When lambs and their mothers are physically separated by distance, but the lambs remain unwashed and coated in amniotic fluid, neither the ewe's acceptance of her lamb nor her selectivity against alien lambs was affected. This result supports the fairly well established idea that the compounds in amniotic fluid are volatile and perceived by olfaction. A series of studies in which ewes have been rendered anosmic, or incapable of smell, provide evidence for this. However, whether the primary olfactory system, the accessory olfactory system or both are responsible for the establishment of these responsive and selective maternal behaviors remains somewhat unclear.

In one 2006 study, ewes whose primary olfactory systems were incapacitated by nasal irrigation with zinc-sulfate procaine solution displayed rejection behaviors toward foreign lambs to the same degree as did control ewes. Ewes whose vomeronasal organs were rendered non-functional by electro-cauterization failed to reject alien lambs at the udder, and were noted to perform more maternal flehmens, a behavior related to vomeronasal activity. The lack of vomeronasal function was confirmed based on the formation of complete mucosal scarring over both oral and nasal openings of the nasoincisive duct. This suggests that the vomeronasal organ plays an active role in maternal identification of the lamb at the udder

In contrast, a 1995 study examined ewes under a very similar setup, with different results. Ewes were made anosmic by irrigation of the nostrils with a zinc sulfate and procaine solution. For the group in which vomeronasal perception was rendered inactive, the vomeronasal nerves only were severed; this was later confirmed by use of both an anterograde tracer and postmortem examination of the accessory olfactory bulb. This experiment found that vomeronasal-lesioned animals showed little difference from controls in both responsiveness and selectivity. The ewes whose primary olfactory system was disabled were impaired in responsiveness if they were inexperienced, showing a delay in maternal responsiveness, which was not seen in experienced ewes. In both inexperienced and experienced ewes, selective behavior was disrupted.

One study sought to examine compounds in lamb wool that could contribute to this individual olfactory signature. While a number of compounds were isolated, a synthetic reproduction of these substances was not sufficient to “trick” a ewe into accepting an alien lamb.

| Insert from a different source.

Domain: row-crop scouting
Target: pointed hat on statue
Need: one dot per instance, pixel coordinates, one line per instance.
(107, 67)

== Neurobiological underpinnings ==

The mechanical stimulation of the ewe's vagina and cervix by expulsion of the fetus induces a neural release of oxytocin in the paraventricular nucleus of the hypothalamus, as well as in the bed nucleus of the stria terminalis, medial preoptic area and the olfactory bulb. It appears that this oxytocin release indirectly primes the main olfactory bulb such that this region may optimally respond to cues from the newborn lamb.

The ewe's learning of her lamb's odor involves synaptic changes within the olfactory bulb. Electrophysiological recordings from olfactory bulb mitral cells of a recently lambed ewe show these cells respond preferentially to general lamb odors, and a subset respond preferentially to the odor of a ewe's own lamb. These mitral cells become increasingly responsive to the learned odor, and this increased response stimulates increased release of glutamate and GABA between these excitatory mitral cells and inhibitory granule cells.

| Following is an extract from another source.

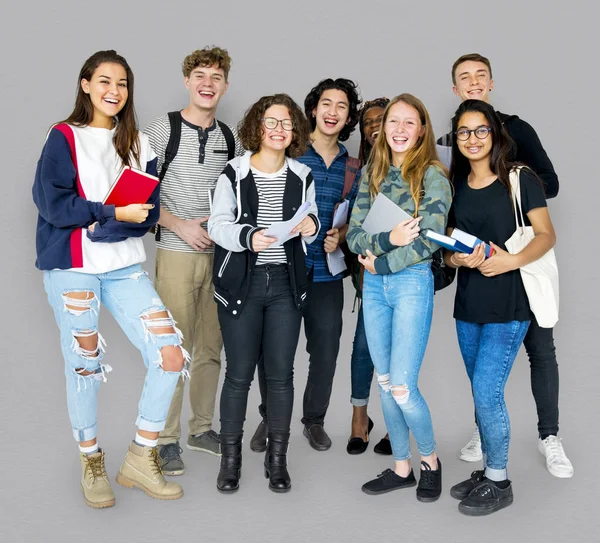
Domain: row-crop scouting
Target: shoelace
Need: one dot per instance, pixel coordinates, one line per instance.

Pharmacological studies using the centrally acting muscarinic antagonist scopolamine inhibited lamb recognition, which may be due to a blockade of muscarinic receptors in projection areas of basal forebrain cholinergic neurons. It has been suggested that olfactory recognition of the lamb could be dependent on cholinergic neurons of the horizontal limb of the diagonal band of Broca projecting to olfactory targets. This does appear to be the case, as lesions of the nucleus basalis did severely impair olfactory recognition of the lamb – these ewes were not selective against foreign lambs, nor were they as apt at identifying their own lamb.

Additional olfactory structures for which there is evidence for action on the establishment and display of maternal selectivity include the secondary and tertiary olfactory processing regions (piriform cortex, medial and cortical nuclei of the amygdala; orbitofrontal and frontal medial cortex, and entorhinal cortex).